Art. 2º Ocorrendo infração à lei penal na sede ou em jurisdição do Tribunal, se envolver autoridade ou pessoa sujeita à sua jurisdição, o Presidente deverá requisitar a instauração de inquérito à autoridade competente.

Parágrafo único. Em caso de flagrante delito ocorrido na sede ou jurisdição do Tribunal, os magistrados mencionados no caput do art. 1º ou, quando for o caso, os Agentes de Segurança Judiciária darão voz de prisão aos infratores, mantendo-os custodiados até sua entrega às autoridades competentes para as providências legais subsequentes.

Art. 3º Considerando o exercício das atribuições previstas no art. 1º, os Agentes de Segurança Judiciária do Tribunal poderão obter autorização para o porte de armas de fogo, exclusivamente em serviço, interno ou externo, ou em situações que configurem risco à segurança pessoal de dignitário ou do próprio agente, conforme dispuser em regulamento.

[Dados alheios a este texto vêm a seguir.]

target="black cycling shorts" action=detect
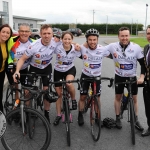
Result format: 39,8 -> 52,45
80,73 -> 101,96
115,74 -> 138,95
28,64 -> 52,86
54,66 -> 76,87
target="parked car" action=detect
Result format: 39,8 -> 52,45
30,28 -> 40,40
67,28 -> 82,36
12,29 -> 19,36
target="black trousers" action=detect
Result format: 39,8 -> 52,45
143,83 -> 150,128
0,71 -> 5,112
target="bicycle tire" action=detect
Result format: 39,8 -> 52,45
63,99 -> 71,146
1,108 -> 51,150
83,95 -> 91,113
90,96 -> 101,142
4,85 -> 21,114
129,98 -> 135,145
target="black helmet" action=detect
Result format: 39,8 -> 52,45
44,91 -> 59,103
103,117 -> 116,129
85,28 -> 99,38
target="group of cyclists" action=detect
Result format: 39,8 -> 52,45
0,23 -> 149,137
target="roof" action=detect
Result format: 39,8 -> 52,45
13,15 -> 46,22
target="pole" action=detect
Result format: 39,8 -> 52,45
106,16 -> 108,36
145,4 -> 148,31
93,10 -> 95,24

Art. 4º As atividades de Segurança Institucional relacionadas ao exercício do poder de polícia da Presidência do Tribunal compreenderão:

I - Escolta e acompanhamento de Magistrados e outras autoridades, sempre que determinado pela Presidência do Tribunal;

II - Planejamento, execução e manutenção da segurança dos Magistrados do Tribunal, dos Servidores e das autoridades visitantes, quando no exercício de suas atividades profissionais e, em casos excepcionais, assim definidos pelo Presidente;

III- Segurança dos usuários desta Justiça Especializada em sua Sede, nos Fóruns e demais edifícios deste Tribunal, onde houver Servidor(es) em efetivo exercício das atribuições do cargo de Agente de Segurança Judiciária;

IV - Segurança ostensiva nas dependências sob jurisdição deste Tribunal e, quando necessário, em suas áreas externas contíguas;

V - Coordenação das ações de segurança em eventos patrocinados pela Instituição;

VI - Acompanhamento de audiências com réus presos ou de outras audiências indicadas pelo magistrado responsável;

VII - Apoio aos Presidentes das Turmas e da Seção Especializada no exercício de suas competências;

VIII - Efetivação de prisão determinada por Magistrado deste Tribunal, com o devido encaminhamento à delegacia de polícia competente;

IX - Adoção das medidas necessárias visando o encaminhamento às autoridades competentes de indivíduos que tenham praticado atos ilícitos nas dependências do Tribunal;

X - Acompanhamento e segurança de Magistrados em situação de risco, quando determinado pela Presidência do Tribunal, após análise da Comissão de Segurança Permanente;

XI - Acompanhamento e segurança de Oficiais de Justiça em locais ermos, perigosos, em diligências em que parte interessada tenha antecedentes criminais por crime doloso ou quando houver histórico de agressão física ou verbal, todos devidos e antecipadamente justificados por escrito à Coordenadoria de Segurança Institucional, ou quando determinado pela Presidência do Tribunal;

XII - Controle de acesso, saída e circulação de pessoas nos prédios do Tribunal, mediante procedimentos de monitoramento e outros;

XIII - Planejamento de ações de inteligência com vistas a garantir a segurança institucional;

XIV - Ações de prevenção e de combate a incêndio, prestação de primeiros socorros às vítimas de sinistros e de outras situações de risco ocorridas nas dependências do Tribunal;

XV - Execução de outras atividades definidas pela Presidência do Tribunal.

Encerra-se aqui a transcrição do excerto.